August 31, 2009
Book Review: The Aquariums of Pyongyang: Ten years in the North Korean gulag, by Kang Chol-Hwan
I was drawn in by what I found most unexpected, and couldn't help being fascinated by the author's amazing struggle for survival. What struck me most was that this family weren't anti-communists, weren't revolutionaries who were bent on overthrowing the government. Instead, they were communists, originally North Korean, but drawn back from settling in Japan with the hope of an even better life in North Korea. They chose North Korea based on the images that Kim Il-Sung projected to the world of a thriving communist lifestyle. What they found there shocked them. It was nothing of the sort. A country of severe poverty and militarism, they were slowly and systematically stripped of their possessions. Then one day the police stormed their house, and placed all the family, except the author's mother, in the Yodok prison in the wilderness and mountains for a ten-year sentence, facing brutal treatment, inhumane living conditions, and severe malnutrition.
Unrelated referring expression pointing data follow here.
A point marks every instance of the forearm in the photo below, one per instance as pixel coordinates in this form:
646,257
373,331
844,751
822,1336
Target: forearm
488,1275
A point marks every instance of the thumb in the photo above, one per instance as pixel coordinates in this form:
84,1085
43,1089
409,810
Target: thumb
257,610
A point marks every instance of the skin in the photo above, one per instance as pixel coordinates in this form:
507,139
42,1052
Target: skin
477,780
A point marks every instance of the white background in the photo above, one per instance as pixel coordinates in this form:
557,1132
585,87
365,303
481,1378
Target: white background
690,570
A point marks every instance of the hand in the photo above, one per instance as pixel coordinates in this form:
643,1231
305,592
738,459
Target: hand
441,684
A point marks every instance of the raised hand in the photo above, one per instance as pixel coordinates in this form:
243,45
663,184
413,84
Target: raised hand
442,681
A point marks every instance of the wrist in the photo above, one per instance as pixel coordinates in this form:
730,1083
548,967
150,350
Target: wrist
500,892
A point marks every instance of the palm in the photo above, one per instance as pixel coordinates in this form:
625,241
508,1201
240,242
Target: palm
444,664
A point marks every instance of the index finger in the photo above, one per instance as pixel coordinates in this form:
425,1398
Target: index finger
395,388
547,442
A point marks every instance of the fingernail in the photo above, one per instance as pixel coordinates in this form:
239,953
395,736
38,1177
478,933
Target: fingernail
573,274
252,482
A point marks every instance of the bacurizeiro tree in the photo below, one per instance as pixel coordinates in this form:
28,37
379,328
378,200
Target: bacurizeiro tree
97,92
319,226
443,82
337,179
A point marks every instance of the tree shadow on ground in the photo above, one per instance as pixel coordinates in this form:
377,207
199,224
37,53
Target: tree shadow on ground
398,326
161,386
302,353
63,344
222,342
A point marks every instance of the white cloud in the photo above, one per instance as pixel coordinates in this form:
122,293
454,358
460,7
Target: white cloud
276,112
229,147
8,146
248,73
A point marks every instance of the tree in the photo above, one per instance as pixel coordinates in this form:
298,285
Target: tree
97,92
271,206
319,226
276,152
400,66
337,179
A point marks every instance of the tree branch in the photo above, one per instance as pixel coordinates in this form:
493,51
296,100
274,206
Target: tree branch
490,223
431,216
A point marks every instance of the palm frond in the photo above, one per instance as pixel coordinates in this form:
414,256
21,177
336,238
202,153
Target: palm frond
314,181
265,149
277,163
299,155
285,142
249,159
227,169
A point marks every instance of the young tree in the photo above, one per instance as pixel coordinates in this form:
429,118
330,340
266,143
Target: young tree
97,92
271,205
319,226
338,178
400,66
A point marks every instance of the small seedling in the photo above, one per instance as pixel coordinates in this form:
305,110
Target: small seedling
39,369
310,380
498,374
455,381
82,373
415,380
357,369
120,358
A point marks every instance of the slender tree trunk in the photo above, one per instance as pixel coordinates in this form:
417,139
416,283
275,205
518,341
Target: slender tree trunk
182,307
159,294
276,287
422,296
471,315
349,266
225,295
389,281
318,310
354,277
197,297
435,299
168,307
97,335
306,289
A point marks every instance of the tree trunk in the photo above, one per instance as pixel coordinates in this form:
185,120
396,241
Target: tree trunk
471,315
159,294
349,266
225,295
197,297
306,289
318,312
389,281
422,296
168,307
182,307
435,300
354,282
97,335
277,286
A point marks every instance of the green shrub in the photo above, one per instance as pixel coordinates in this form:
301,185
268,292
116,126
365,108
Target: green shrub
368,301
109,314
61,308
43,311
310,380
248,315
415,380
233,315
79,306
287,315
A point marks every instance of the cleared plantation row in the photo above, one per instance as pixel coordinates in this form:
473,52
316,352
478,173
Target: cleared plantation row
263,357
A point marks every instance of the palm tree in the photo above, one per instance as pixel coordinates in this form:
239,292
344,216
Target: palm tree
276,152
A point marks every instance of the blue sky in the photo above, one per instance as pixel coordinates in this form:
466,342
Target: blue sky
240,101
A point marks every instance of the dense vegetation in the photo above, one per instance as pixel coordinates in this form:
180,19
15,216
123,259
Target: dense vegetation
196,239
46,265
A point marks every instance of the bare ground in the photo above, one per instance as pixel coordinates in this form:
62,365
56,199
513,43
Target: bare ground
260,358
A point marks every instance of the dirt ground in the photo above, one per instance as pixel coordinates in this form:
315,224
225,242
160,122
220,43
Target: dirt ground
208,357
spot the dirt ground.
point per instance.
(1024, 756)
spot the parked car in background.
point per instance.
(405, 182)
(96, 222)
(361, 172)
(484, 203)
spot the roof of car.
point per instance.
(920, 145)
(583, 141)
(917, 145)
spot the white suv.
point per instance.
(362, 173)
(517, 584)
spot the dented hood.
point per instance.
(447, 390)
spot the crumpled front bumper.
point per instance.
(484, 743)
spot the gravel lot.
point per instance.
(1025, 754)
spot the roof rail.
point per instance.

His terrible ordeals were well written, but told in such a way that it made it not too burdensome or gruesome for the reader to bear. Thankfully. I breathed relief every time he triumphed over each adversity.
I kept having to set my book down for a minute and grasp the fact that this wasn't a story from the 1940's, with lessons of history from the Holocaust yet unlearned, but that it was the 1980's and 90's. That it was real. I think of where I was during this same time. I had no idea. And that this very thing occurs today I can't fully comprehend. This book serves its purpose well in bringing attention to the oppression and isolation to North Koreans, and gives a voice to a nation of people whose voice has been taken away from them by a ruthless dictatorship.
this book is available from the Voice of the Martyrs catalog.
1 comments:
Sounds interesting. Horrible that it is a present day problem. Human nature will never change will it?!